I am trying to create a simple LSTM autoencoder.
More precisely I want to take a sequence of vectors, each of size input_dim
, and produce an embedded representation of size latent_dim
via an LSTM. From this I would like to decode this embedded representation via another LSTM, (hopefully) reproducing the input series of vectors.
Here is my definition for the encoder and decoder
self.encoder = nn.LSTM(input_dim, latent_dim)
self.encoder_hidden = (autograd.Variable(torch.zeros(1, 1, self.latent_dim)),
autograd.Variable(torch.zeros(1, 1, self.latent_dim)))
self.decoder = nn.LSTM(latent_dim, input_dim)`
self.decoder_hidden = (autograd.Variable(torch.zeros(1, 1, self.input_dim)),
autograd.Variable(torch.zeros(1, 1, self.input_dim)))
The encoding step seems to make sense.
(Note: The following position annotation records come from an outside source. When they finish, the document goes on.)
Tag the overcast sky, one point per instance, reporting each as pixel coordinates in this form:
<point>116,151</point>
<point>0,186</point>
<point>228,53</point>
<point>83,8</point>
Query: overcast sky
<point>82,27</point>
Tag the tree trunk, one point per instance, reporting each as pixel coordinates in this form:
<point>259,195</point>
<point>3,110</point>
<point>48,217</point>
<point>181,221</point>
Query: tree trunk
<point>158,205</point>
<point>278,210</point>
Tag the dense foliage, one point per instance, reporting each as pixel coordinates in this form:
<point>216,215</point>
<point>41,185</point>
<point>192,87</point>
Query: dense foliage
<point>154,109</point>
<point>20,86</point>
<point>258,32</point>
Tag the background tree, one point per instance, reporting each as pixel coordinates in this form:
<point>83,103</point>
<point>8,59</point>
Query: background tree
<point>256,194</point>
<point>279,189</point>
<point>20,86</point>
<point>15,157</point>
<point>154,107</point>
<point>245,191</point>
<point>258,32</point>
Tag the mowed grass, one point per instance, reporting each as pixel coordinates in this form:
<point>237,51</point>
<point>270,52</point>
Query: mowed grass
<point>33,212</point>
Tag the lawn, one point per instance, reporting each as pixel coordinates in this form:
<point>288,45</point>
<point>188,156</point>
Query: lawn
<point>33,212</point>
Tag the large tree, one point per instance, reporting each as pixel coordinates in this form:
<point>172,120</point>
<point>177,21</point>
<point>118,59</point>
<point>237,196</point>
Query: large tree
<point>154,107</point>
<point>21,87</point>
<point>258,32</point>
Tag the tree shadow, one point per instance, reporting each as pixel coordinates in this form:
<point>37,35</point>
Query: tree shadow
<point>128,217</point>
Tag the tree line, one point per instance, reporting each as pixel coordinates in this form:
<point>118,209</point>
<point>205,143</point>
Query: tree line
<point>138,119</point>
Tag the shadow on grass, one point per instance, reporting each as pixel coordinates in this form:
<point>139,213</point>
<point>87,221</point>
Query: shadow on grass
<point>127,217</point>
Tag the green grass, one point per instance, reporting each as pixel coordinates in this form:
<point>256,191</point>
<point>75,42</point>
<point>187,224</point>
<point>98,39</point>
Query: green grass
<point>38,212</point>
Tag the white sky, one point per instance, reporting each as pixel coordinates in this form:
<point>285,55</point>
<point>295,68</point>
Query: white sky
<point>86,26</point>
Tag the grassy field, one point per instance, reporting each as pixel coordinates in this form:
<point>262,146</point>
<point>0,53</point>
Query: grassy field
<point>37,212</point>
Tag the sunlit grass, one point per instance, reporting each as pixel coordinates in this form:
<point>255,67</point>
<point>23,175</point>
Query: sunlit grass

For each vector in the input sequence compute the encoding and hidden state, passing the hidden state along to the next call to the LSTM.
Here is the encode step:
def encode(self, word_vectors):
out = None
for word_vec in word_vectors:
out, self.encoder_hidden = self.encoder(word_vec.view(1, 1, -1),
self.encoder_hidden)
return out
The decoding step however, I do not understand. I have seen references in various posts/docs saying that the last hidden state of the encoding LSTM should be the first hidden state of the decoding LSTM. However this can not be the case as the hidden states are of different dimensions (the size of the hidden and cell state must be the same as the output for an LSTM, it seems).
Therefore I have been trying to use the output of the encoding LSTM as the first input into the decoding LSTM. This works for the first step, but then there is nothing of latent_dim
to use past the first iteration.
Here is my decode step:
def decode(self, encoded, target_length):
outputs = []
out = encoded
for i in range(target_length):
out, self.decoder_hidden = self.decoder(out.view(1, 1, -1),
self.decoder_hidden)
outputs.append(out)
return outputs
This will fail at i=1
because out
is of the wrong dimenstion.
Anybody have any ideas how I could go about this?